Que dire sur ce film, chef d'oeuvre parmi les chefs d'oeuvre qui trône au panthéon du cinéma aux côtés du Parrain, de Casablanca ou de Psychose? Tout et rien à la fois. Tout, tellement il ya de choses à dire et rien qui n'ait été dit.

Le bon, la brute et le truand, c'est tout d'abord l'oeuvre maîtresse de la carrière de Sergio Leone, ce qui n'est pas une mince affaire tant le réalisateur italien est l'auteur de quelques uns des plus grands films de l'histoire du cinéma (Il était une fois dans l'ouest, Il était une fois en Amérique, Pour une poignée de dollars...).

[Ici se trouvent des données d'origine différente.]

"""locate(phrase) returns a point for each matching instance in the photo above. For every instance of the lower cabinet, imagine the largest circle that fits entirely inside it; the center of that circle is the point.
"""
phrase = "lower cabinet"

C'est également un superbe casting, exempt de stars (pour l'époque), Clint Eastwood (jeune premier), Eli Wallach (qu'on avait vu dans Les 7 mercenaires aux côtés de Yul Brynner, Steve Mc Queen et Charles Bronson) et Lee Van Cleef (plus habitué jusque là aux seconds rôles comme dans Le train sifflera 3 fois), le tout fonctionnant en parfaite alchimie.

C'est aussi la superbe musique d'Ennio Morricone qui signe ici deux morceaux (au moins) parmi les plus célèbres de l'histoire du cinéma : The Ecstasy of Gold et le thème éponyme.

C'est enfin une accumulation de petits détails qui font qu'un très bon film devient un grand film : une réalisation tonique et irréprochable, des plans fabuleux avec une superbe utilisation du cinémascope (revoyez la scène du "duel" final, 40 ans après, les échanges de regards donnent toujours des frissons), un humour omniprésent, des personnages forts au charisme immense, un mélange de silences qui disent beaucoup plus que de longues phrases et de petites phrases qui font mouche et tellement d'autres choses.

Au final, Le bon, la brute et le truand, c'est 3h00 de plaisir inninterrompu et un de ces films qui font qu'on aime le cinéma.